Bis auf den letzten Platz besetzt ist am vergangenen Samstag der große Saal des Kurhauses gewesen. „Das ist glücklicherweise immer so bei unseren Aufführungen.“, erklärt Alexandra Weber, Leiterin der Ballettschule Kiwi in Isny. Alle zwei Jahre inszenieren ihre Schüler ein Musical, auf das sie fast ein Jahr im Vorfeld trainieren. Die viele Mühe, die zahllosen Übungsstunden und das Engagement haben sich gelohnt – das konnten alle Zuschauer am Samstagabend live erleben.

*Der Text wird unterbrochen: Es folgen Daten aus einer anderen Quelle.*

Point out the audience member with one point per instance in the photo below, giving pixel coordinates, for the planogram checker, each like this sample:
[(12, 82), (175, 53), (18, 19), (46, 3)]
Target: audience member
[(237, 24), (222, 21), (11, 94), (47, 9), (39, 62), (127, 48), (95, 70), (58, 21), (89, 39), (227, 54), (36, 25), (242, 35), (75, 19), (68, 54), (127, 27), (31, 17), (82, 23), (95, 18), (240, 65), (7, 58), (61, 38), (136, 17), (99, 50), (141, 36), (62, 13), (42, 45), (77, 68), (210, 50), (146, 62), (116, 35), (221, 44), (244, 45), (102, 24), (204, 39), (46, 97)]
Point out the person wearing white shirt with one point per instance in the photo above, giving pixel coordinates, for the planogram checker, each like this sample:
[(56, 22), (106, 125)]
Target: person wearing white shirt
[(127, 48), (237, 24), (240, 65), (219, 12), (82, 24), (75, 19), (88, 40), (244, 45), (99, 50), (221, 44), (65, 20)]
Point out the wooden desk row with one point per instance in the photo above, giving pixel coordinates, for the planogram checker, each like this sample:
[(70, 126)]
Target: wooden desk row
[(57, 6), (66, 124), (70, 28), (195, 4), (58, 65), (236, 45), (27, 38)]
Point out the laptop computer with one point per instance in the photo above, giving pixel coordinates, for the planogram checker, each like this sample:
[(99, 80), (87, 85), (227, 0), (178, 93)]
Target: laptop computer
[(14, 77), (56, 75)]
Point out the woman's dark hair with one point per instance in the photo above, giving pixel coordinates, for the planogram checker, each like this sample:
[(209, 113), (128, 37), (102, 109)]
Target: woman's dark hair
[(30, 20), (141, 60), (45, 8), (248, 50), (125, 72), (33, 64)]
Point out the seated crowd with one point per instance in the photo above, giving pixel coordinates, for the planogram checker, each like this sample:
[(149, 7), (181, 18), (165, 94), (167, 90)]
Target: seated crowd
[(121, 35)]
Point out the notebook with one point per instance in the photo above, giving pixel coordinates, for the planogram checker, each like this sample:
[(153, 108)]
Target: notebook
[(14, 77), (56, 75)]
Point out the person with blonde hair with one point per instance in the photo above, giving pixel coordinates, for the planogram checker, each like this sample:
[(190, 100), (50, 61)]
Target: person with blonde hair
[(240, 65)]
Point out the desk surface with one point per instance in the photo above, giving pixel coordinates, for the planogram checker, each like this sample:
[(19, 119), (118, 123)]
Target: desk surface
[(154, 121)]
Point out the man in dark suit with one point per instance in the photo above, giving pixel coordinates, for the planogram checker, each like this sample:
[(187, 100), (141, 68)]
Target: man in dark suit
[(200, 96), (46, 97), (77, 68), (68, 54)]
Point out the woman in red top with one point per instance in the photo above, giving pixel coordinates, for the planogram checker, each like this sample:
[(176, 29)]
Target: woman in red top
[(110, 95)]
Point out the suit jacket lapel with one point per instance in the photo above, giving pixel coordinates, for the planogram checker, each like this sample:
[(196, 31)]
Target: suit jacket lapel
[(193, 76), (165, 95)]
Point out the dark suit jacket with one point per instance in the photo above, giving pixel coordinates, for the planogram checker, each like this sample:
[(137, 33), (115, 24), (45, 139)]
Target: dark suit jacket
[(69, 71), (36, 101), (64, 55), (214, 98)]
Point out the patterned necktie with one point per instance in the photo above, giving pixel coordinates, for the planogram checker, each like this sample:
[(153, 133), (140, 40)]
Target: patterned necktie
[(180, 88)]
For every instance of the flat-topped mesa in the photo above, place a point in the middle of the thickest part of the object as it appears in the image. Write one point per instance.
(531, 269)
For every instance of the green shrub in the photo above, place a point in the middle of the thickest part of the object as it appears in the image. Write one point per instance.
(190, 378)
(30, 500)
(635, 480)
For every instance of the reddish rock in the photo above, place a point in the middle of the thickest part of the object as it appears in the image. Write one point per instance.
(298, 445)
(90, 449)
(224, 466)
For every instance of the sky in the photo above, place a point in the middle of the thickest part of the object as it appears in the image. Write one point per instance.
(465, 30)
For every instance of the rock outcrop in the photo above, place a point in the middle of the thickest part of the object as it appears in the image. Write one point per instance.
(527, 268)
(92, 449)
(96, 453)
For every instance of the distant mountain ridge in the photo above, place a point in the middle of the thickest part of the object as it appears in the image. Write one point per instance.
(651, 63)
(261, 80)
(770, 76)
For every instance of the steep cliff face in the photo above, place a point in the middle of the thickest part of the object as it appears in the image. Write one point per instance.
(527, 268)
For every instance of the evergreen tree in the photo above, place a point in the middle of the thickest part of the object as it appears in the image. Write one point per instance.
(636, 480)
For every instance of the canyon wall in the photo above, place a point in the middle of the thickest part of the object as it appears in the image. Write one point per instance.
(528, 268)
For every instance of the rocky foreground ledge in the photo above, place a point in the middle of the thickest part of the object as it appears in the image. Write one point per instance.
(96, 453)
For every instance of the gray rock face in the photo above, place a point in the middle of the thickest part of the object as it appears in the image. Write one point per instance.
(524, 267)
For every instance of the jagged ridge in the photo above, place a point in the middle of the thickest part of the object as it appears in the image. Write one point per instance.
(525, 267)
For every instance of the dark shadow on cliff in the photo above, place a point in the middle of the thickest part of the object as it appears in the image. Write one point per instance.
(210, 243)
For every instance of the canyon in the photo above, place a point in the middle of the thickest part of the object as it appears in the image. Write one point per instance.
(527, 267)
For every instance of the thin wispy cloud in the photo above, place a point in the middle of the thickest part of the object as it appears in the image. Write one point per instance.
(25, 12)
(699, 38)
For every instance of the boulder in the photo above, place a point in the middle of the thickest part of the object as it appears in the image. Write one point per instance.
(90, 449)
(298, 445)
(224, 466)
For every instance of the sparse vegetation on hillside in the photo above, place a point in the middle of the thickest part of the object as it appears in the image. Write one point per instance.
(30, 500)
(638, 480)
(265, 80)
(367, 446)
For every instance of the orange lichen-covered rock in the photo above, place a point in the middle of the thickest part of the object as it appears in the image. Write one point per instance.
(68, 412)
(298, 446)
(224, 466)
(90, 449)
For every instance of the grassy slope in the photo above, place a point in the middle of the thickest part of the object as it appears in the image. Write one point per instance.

Alle beteiligten Tänzer gingen sichtlich in ihren Rollen im Ballett-Musical Peter Pan auf, die Abfolge der verschiedenen Szenen funktionierte einwandfrei und das Publikum wurde mit teils erheiternden, dann wieder sehr ästhetischen wie auch mystischen Bildern beschenkt. Die Geschichte über den Jungen Peter, der niemals erwachsen wird, trägt diverse Stimmungswechsel in sich, sodass der Blick auf die Bühne zu keinem Zeitpunkt der rund 90-minütigen Darstellung langweilig wurde.

Doch das ist nur ein Grund, weshalb Alexandra Weber das Stück ausgewählt hat. „Mir ging es vor allem darum, dass alle Schüler mitmachen können und dass die Geschichte selbst sehr kindgerecht ist. Das habe ich bei Peter Pan gefunden“, erzählt sie.

Damit alle Beteiligten, und das sind immerhin rund 60 Personen, im Vorfeld des Trainings genau wussten, worum es eigentlich ging, hatte die Lehrerin einen Videoabend in ihrer Ballettschule veranstaltet. „Und dann folgten viele Monate intensiven Übens. Es hat Spaß gemacht zuzusehen, wie alle in ihre Rollen reingewachsen sind.“. Auch die Eltern waren hier gefordert. „Zum Schluss bin ich drei Mal pro Woche nach Isny gefahren, um meine Tochter zum Training zu bringen.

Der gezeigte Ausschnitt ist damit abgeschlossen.